The public at large rarely gets a glimpse behind the curtain of justice, and thus can’t appreciate the ugly reality of the criminal justice system. Sadly, defendants are often punished for relying upon the very rights we say we revere. Nowhere is this more evident than in imposition of what defense lawyers call the “trial tax.”
Among the rights guaranteed to a person accused of a crime is the right to present a defense, and the right to a public trial. Defendants enjoy a presumption of innocence. Indeed, jurors are sometimes told that the presumption of innocence alone is enough to acquit a defendant if the state cannot prove its case beyond a reasonable doubt, the law’s highest, and most demanding, standard.
These rights are guaranteed to all. No one is supposed to be punished for relying on them.
But few are the defendants who go to a full jury trial. Almost all defendants enter guilty pleas to avoid trial. The United States Supreme Court reported in a decision several years ago that our criminal justice system is really one guilty pleas, not one of trials. On both the state and federal level, well over 90 percent of folks charged plead guilty before trial.
These pleas take their name, as does so much else in the law, from the name of a party whose case was appealed all the way to the Supreme Court. In 1971, the high court upheld the practice of permitting folks to hedge their bets by pleading guilty even if they don’t think they are in a case called Alford v. North Carolina.
It works like this: Upon entering a guilty plea, your lawyer informs the court that the plea is an Alford plea. The judge then asks the defendant if he is pleading guilty even though he disagrees with the state’s case, but because he understands a jury might convict him if the case were to go to trial. In exchange for the Alford plea, the client is, presumably, offered a better deal, or outcome, than he would get if went to trial and lost.
In fairness, the federal courts in Connecticut rarely accept such pleas. Federal sentencings are governed by a point-driven system. Defendants are supposed to enter pleas of guilty only if they agree that they are, in fact, guilty as charged. A “straight” guilty plea, one without the insulating effect of an Alford statement, is worth points off the guidelines calculation, and can reduce a prison sentence.
Watch a federal sentence hearing some time if you dare. It is a tedious, soul-destroying affair. Clients stand by dazed as argument flies about all the variables in the sentencing cookbook. All’s that missing is a crier to shout “Bingo” when the final number is announced.
But as tawdry as the work of justice is in the federal court, what passes for justice in the state courts is far uglier. What’s more, the public rarely gets a glimpse of actual plea bargaining in the state courts: deals are typically cut in judicial chambers, with only lawyers, and not even the clients, present. Results are announced in open court.
But the public does a glimpse of the goofiness from time. It was on display not long ago in one of the state’s larger cities.
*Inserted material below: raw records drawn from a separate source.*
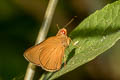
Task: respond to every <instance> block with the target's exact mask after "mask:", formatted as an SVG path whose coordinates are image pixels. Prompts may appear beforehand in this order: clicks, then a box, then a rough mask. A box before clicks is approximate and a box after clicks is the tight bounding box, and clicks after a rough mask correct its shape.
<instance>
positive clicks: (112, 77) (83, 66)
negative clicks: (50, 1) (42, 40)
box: [0, 0, 120, 80]
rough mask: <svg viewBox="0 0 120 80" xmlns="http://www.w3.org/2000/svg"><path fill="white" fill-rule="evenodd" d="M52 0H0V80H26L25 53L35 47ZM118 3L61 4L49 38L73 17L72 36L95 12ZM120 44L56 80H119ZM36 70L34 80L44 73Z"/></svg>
mask: <svg viewBox="0 0 120 80" xmlns="http://www.w3.org/2000/svg"><path fill="white" fill-rule="evenodd" d="M48 1H49V0H0V80H12V79H16V80H23V77H24V74H25V72H26V68H27V65H28V62H27V61H26V60H25V59H24V57H23V53H24V51H25V50H26V49H27V48H29V47H31V46H32V45H34V43H35V40H36V37H37V34H38V31H39V28H40V25H41V23H42V20H43V16H44V13H45V10H46V7H47V4H48ZM114 1H115V0H59V2H58V5H57V8H56V11H55V14H54V17H53V21H52V24H51V28H50V30H49V33H48V36H53V35H55V34H56V32H57V28H56V24H59V26H60V27H63V26H64V25H65V24H66V23H67V22H68V21H69V20H70V19H71V18H72V17H73V16H78V18H77V19H76V20H75V21H74V22H73V23H72V24H71V25H70V26H69V27H67V29H68V32H71V31H72V29H74V28H75V27H76V26H77V25H78V24H79V23H80V22H81V21H82V20H83V19H85V18H86V17H87V16H89V15H90V14H92V13H93V12H94V11H95V10H97V9H101V8H103V7H104V6H105V5H106V4H108V3H112V2H114ZM119 49H120V41H118V42H117V43H116V44H115V45H114V46H113V47H112V48H111V49H109V50H108V51H106V52H105V53H104V54H102V55H100V56H98V57H97V58H96V59H94V60H93V61H91V62H89V63H87V64H85V65H83V66H81V67H79V68H77V69H75V70H73V71H72V72H69V73H67V74H65V75H64V76H62V77H60V78H58V79H57V80H120V62H119V61H120V50H119ZM40 69H41V68H39V69H37V70H38V71H37V75H36V77H35V80H36V79H37V78H39V75H40V74H41V73H42V72H43V71H41V70H40Z"/></svg>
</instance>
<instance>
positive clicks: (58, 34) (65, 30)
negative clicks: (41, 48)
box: [57, 28, 67, 35]
mask: <svg viewBox="0 0 120 80" xmlns="http://www.w3.org/2000/svg"><path fill="white" fill-rule="evenodd" d="M57 35H67V30H66V29H65V28H62V29H60V30H59V31H58V33H57Z"/></svg>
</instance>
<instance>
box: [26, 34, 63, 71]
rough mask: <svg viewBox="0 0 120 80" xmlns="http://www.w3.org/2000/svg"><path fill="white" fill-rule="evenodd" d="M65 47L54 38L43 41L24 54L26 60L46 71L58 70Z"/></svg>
mask: <svg viewBox="0 0 120 80" xmlns="http://www.w3.org/2000/svg"><path fill="white" fill-rule="evenodd" d="M64 49H65V47H64V46H63V45H62V43H61V41H60V40H59V39H58V38H57V37H56V36H55V37H50V38H48V39H47V40H45V41H43V42H42V43H41V44H39V45H36V46H34V47H32V48H30V49H28V50H27V51H26V52H25V56H26V58H27V59H28V60H29V61H30V62H32V63H34V64H36V65H38V66H41V67H42V68H43V69H45V70H47V71H51V72H53V71H56V70H59V69H60V67H61V64H62V59H63V56H64Z"/></svg>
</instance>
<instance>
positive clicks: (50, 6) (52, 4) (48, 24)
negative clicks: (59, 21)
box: [24, 0, 58, 80]
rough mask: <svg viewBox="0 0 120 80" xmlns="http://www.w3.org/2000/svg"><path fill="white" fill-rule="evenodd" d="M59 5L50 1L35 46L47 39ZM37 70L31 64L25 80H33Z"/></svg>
mask: <svg viewBox="0 0 120 80" xmlns="http://www.w3.org/2000/svg"><path fill="white" fill-rule="evenodd" d="M57 3H58V0H50V1H49V3H48V7H47V10H46V12H45V16H44V20H43V23H42V26H41V29H40V31H39V34H38V37H37V40H36V43H35V45H36V44H38V43H40V42H42V41H43V40H44V39H45V38H46V36H47V33H48V30H49V27H50V24H51V21H52V17H53V14H54V11H55V8H56V5H57ZM35 69H36V66H35V65H33V64H32V63H29V64H28V67H27V71H26V74H25V77H24V80H33V77H34V74H35Z"/></svg>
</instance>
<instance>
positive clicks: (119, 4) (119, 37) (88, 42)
mask: <svg viewBox="0 0 120 80" xmlns="http://www.w3.org/2000/svg"><path fill="white" fill-rule="evenodd" d="M70 37H71V38H72V40H73V42H75V43H78V44H77V46H79V47H75V46H73V45H72V44H70V46H69V48H68V49H67V50H68V51H70V53H69V55H68V53H67V51H66V55H67V56H68V58H67V65H66V66H65V67H62V69H61V70H59V71H57V72H55V73H53V74H52V75H51V77H49V79H55V78H57V77H59V76H61V75H63V74H65V73H67V72H70V71H72V70H74V69H75V68H77V67H79V66H81V65H83V64H85V63H87V62H89V61H91V60H93V59H95V58H96V57H97V56H98V55H100V54H102V53H103V52H105V51H106V50H108V49H109V48H111V47H112V46H113V45H114V44H115V43H116V41H118V40H119V39H120V1H116V2H114V3H112V4H108V5H107V6H105V7H104V8H103V9H102V10H97V11H96V12H95V13H93V14H92V15H90V16H89V17H88V18H86V19H85V20H84V21H83V22H82V23H80V25H78V26H77V27H76V28H75V29H74V30H73V31H72V32H71V34H70Z"/></svg>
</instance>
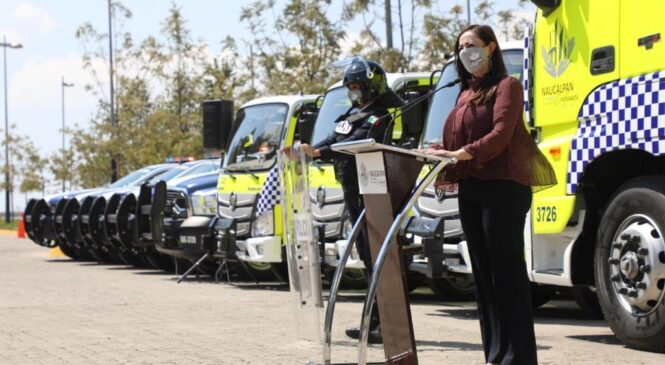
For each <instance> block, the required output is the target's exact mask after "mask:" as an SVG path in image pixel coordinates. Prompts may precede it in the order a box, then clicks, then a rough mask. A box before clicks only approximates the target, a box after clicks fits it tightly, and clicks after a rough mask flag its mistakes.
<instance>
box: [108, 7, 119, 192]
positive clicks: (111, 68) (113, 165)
mask: <svg viewBox="0 0 665 365" xmlns="http://www.w3.org/2000/svg"><path fill="white" fill-rule="evenodd" d="M111 7H112V4H111V0H108V13H109V87H110V89H111V90H110V91H111V93H110V98H111V103H110V107H111V127H113V128H112V129H113V131H112V132H111V133H112V134H113V135H115V134H116V133H117V131H116V129H117V128H116V124H117V121H116V120H115V118H116V115H115V91H114V90H113V26H112V21H113V12H112V10H111ZM117 179H118V167H117V165H116V163H115V156H114V155H111V182H112V183H114V182H115V181H116V180H117Z"/></svg>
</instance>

A man faced serious charges. The state was willing to reduce them and offered him a five-year prison sentence. The client balked, and the case was called for trial. The five-year offer was withdrawn
Urban legend has it that the state offers increasingly better deals the longer a defendant holds out. I’ve heard more than one defendant say, usually after consulting some jailhouse lawyer with more mouth than sense, that the state makes three offers, each better than the one before. I don’t know where such silliness comes from.
If convicted, the man faced a maximum sentence of many multiples of the five-year offer. On opening day of jury selection, the client opted to take the five-year deal.
The client, his lawyer and the prosecutor then appeared before the presiding judge in the courthouse. By convention, each courthouse has such a creature — I liken them to the folks in an airport control tower: They don’t hear cases that go to trial they just control the traffic.
But these judges wield great power. They can approve or disapprove a plea deal.
“No deal,” the judge told him. Yesterday’s five-year offer was now Monday’s seven-year deal. Nothing had changed, other than the fact that the judge wanted to send a message to other defendants: Take the deals you’re offered when they are made. Waiting will cost you.
The client rejected the seven years.
The next day, however, the defendant appeared in front of the judge. His intention was to accept the seven-year offer.
“No deal,” the judge said. That was yesterday; today the offer was eight years.
There’s a reason Lady Justice wears a blindfold; watching this charade would make her sick. Even the state was prepared to let the client plead first to five, then to seven, years.
The defendant held out for trial. He ran his line of defenses until there was no place else to go. Then he tried to accept what the court had once concluded was fair, just and reasonable.
One gets the impression that the judge and defendant were involved in some childish test of will. Of course, the judge wins such contests. But justice isn’t supposed to be a game.
Will taxpayers really be forced to endure the cost of trial, and, if the client is convicted, the expense of housing him for decades because the judge wanted to prove a point?
In cases where clients are punished more severely for insisting their rights are respected, we’re all at risk of abuse. The judge, it appears, just loves imposing a trial tax.